You know, I have been the girl you are describing, and I can tell you what helped me move on and what didn’t.
Do NOT be super nice about it, liking taking her to a nice restaurant. I’ve actually never gotten the point of this . . . why would you want to making breaking up such a special moment
Cut off contact. If you contact her, and she is like I was (which it sounds like she was) she will get it in her head that you are still interested in her.
Do give her reasons in a firm, clear way, and make sure that she realizes that you value the person she is, and think that she undervalues herself. Recommend counseling. I think also explaining that it was a hard decision to arrive at would be useful too.
Do it quickly and without froo froo, but in person.
Did I miss a warning from the mods regarding Skald’s remark about pretending to have balls? Some nerve considering his just sitting back and letting his wife be abused.
You know, if you’d broken this off before you’d started cheating on her, she’d be able to look back on this a few years from now and say, “He was a nice guy, but it wasn’t meant to be.” Now, if she does find out about the cheating, she may well think of you as scum.
If you aren’t her first serious relationship, she’s got to be aware that relationships come to an end, especially when you’re 20 and life is changing a lot. Even if you are her first, if she thinks about it, she should realize first loves seldom last forever. Prolonging things like this is cruel and all it’s doing is making the two of you miserable longer.
I’d suggest breaking up with her by calling her at home. not on her cell phone. That way, she’s got a bit of privacy to deal with the news. Tell her things have been going downhill for a while and the way things are going you’re just going to continue to make each other miserable. Yes, she may deny you’re making her miserable, but the way things are going, if you’re not, you will be before long. As others have suggested, treat it like ripping off a bandage. Make it quick, endure the sting, and get it over with. At least that way you’re both free to move on and heal. Don’t comfort her, don’t offer to dry her tears, and whatever you do, don’t sleep with her (Someone I know really did this with someone he was trying to break up with. For a smart man, he really can be dumb as a bunch of rocks sometimes! :rolleyes: ).
Obviously he should break up with her by putting a post-it note on her computer screen saying, “I can’t do this.”
Preferably on her birthday.
But seriously, IntelSoldier, why not tell her you’ve been cheating on her rampantly? Then she might dump you and that’ll take care of your problem while also giving you the opportunity to be honest with her so she can get tested for STI’s.

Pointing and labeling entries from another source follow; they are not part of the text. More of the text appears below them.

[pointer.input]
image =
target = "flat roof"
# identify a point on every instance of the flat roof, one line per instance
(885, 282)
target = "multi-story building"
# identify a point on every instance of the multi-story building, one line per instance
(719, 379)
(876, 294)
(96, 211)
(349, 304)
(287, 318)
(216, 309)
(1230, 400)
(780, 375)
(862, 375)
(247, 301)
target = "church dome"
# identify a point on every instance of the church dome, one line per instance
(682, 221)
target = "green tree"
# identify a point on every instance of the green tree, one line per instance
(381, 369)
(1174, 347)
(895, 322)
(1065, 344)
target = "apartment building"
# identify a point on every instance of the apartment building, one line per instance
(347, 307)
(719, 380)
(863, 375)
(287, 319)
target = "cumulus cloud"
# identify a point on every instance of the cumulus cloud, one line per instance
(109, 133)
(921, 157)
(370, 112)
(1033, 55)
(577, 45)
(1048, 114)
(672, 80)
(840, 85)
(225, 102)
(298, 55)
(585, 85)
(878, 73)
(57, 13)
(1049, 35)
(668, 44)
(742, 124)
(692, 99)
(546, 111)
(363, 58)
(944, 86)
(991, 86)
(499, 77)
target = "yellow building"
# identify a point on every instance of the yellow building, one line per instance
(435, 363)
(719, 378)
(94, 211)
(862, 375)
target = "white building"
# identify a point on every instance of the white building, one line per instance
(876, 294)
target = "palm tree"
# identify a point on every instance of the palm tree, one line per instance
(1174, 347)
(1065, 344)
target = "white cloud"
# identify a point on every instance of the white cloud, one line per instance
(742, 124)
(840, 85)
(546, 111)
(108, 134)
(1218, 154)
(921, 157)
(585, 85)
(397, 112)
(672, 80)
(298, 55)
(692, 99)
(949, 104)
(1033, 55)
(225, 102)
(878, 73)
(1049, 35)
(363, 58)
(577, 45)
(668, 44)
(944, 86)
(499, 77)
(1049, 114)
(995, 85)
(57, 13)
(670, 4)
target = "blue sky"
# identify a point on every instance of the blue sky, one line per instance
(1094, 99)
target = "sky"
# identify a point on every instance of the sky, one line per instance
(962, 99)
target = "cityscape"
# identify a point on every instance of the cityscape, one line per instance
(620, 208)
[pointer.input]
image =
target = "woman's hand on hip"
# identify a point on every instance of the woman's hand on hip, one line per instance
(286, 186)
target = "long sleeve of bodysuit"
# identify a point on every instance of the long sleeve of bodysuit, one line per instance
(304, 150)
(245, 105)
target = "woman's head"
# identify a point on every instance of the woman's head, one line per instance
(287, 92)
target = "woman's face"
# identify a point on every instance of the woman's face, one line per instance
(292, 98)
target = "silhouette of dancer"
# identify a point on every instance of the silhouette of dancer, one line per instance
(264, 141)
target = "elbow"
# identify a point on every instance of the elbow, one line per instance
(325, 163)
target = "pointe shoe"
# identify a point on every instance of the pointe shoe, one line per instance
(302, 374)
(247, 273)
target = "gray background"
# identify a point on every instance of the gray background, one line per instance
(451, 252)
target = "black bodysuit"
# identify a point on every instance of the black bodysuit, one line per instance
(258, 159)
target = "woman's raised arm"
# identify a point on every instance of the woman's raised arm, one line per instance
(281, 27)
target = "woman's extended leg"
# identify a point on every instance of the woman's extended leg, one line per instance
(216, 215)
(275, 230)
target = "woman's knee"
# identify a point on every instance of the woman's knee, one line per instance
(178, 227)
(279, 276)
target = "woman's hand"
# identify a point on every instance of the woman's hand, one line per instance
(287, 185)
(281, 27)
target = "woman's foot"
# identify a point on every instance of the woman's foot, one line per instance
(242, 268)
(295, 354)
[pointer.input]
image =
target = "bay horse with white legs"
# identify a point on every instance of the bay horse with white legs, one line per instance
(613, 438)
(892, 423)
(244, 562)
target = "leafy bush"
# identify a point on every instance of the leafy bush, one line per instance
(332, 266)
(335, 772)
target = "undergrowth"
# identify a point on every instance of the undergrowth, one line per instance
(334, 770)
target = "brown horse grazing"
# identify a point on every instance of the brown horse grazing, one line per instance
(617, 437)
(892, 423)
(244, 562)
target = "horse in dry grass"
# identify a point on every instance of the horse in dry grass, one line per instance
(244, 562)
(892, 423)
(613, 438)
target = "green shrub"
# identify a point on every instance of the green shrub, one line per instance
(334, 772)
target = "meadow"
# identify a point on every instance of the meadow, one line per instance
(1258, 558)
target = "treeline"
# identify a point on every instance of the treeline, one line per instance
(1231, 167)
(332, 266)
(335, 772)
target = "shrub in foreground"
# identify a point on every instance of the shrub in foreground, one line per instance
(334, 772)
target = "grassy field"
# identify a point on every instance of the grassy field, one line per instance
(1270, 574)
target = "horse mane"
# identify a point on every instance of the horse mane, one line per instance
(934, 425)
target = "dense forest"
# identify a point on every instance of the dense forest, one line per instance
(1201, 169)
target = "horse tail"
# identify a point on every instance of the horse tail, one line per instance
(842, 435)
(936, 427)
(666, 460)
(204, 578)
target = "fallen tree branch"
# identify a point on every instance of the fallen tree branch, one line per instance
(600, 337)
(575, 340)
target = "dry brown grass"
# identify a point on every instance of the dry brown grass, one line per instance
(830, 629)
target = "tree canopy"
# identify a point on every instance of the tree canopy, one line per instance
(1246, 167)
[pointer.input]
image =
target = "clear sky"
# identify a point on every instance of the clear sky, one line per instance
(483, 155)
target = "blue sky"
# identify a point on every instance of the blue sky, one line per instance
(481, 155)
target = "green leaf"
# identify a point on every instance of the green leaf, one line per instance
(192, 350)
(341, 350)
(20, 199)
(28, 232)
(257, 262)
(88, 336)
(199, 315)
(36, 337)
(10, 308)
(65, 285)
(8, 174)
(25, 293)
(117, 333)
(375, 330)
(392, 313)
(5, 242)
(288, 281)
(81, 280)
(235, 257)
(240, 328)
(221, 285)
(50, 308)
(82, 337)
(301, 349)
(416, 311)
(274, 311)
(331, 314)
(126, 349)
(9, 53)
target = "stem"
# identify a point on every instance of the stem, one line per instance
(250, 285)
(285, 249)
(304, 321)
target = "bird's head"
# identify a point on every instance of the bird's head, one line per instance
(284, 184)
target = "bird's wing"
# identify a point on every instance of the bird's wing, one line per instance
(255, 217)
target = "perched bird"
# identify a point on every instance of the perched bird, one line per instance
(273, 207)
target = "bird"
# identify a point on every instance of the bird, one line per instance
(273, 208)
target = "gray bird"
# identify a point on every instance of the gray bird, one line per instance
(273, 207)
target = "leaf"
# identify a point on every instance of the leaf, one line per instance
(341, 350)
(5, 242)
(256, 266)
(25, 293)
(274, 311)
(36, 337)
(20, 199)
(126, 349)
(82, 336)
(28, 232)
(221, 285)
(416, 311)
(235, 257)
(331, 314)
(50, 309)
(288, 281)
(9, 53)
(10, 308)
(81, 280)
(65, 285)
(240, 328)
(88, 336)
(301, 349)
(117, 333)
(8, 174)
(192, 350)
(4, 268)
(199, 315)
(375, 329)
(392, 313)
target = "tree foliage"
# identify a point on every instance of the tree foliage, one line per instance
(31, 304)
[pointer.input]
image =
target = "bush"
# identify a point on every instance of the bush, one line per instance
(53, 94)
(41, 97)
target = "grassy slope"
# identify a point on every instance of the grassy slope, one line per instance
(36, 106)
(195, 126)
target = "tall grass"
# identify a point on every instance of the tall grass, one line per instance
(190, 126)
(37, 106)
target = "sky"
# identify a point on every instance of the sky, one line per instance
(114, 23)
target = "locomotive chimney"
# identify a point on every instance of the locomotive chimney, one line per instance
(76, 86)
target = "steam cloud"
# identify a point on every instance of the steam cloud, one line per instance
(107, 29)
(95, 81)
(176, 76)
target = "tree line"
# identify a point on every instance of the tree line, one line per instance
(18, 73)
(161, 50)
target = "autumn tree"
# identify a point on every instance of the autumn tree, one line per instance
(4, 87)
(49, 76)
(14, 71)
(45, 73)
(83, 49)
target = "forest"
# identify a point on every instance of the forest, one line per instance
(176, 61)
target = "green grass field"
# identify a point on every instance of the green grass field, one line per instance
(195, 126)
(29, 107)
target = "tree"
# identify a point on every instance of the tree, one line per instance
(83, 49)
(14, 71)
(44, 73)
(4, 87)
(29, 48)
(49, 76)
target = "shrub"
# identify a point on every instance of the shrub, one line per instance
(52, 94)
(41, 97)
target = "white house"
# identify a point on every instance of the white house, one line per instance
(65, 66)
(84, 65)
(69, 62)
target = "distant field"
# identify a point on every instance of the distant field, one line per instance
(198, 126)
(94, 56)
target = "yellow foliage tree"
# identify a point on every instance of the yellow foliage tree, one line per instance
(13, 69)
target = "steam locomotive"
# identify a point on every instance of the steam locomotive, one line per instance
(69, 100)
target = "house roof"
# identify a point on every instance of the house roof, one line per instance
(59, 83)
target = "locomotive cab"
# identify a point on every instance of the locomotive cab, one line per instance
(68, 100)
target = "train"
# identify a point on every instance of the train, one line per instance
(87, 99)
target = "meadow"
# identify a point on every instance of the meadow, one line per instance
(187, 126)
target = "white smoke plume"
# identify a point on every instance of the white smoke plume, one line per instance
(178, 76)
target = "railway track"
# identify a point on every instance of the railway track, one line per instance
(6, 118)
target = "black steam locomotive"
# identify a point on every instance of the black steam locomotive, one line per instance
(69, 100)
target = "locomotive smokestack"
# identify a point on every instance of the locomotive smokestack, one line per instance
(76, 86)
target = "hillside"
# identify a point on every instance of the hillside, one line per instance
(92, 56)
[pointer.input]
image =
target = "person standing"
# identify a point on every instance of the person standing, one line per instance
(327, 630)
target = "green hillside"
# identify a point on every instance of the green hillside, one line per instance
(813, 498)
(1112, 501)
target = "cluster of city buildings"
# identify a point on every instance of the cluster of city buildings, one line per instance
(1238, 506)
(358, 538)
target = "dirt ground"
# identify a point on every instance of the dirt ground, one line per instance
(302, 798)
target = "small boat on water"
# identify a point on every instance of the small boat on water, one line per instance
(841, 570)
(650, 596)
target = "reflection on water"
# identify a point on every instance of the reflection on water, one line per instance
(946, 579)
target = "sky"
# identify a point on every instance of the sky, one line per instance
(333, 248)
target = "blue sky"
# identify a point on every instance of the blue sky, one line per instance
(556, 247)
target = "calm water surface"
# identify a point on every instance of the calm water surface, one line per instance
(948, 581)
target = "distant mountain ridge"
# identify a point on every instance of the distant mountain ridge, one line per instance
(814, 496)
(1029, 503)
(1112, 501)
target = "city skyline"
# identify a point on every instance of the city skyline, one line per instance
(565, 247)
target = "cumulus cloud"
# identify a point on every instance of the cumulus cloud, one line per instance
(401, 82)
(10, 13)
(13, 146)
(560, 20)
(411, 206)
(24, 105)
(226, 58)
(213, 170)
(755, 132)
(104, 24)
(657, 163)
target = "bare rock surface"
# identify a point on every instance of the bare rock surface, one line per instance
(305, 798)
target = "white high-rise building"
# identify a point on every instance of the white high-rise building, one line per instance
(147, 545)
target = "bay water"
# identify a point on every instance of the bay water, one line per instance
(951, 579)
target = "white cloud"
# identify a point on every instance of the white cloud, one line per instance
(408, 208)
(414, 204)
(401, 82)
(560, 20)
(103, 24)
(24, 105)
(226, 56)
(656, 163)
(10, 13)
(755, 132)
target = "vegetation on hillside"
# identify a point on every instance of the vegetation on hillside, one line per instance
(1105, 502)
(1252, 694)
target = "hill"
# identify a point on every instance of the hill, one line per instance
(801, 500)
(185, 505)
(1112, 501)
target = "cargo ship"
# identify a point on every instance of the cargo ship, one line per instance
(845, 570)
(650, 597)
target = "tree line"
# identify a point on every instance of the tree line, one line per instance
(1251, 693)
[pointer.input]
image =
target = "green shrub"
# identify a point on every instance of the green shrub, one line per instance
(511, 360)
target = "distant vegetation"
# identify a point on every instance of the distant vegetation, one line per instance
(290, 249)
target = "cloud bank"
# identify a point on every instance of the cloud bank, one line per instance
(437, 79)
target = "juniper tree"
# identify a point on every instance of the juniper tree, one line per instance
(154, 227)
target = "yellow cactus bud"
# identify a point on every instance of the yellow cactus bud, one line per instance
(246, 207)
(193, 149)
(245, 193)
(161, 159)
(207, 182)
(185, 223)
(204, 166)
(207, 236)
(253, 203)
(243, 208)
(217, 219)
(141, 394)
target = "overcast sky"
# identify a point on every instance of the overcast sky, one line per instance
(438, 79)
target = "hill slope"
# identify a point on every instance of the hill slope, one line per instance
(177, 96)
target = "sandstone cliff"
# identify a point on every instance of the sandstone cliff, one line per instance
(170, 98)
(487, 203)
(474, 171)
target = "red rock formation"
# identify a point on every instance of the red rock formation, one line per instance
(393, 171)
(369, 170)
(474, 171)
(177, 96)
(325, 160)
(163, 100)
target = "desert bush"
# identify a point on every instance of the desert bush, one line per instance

I’m sorry, when I thought she might be suicidal or something I suggested this because it worked once upon a time in a situation with a girl that had really bad issues. The first boyfriend that broke up with her she was about 5 seconds away from killing herself (and I mean she was forcefully stopped from killing herself), the second boyfriend tried something similar to this and she had a much better reaction, maybe she just grew up a bit or got some psychological help (though she always insisted she wouldn’t even tell anyone about it much less get help, maybe she was lying) between points A and B, but overall the insane self-detrimental reaction we saw the first time was replaced by the typical down-in-the-dumps attitude the second time. Maybe it was an odd case, I’ve only ever seen anything like I THOUGHT the girl was like in the OP once and that’s how it was handled.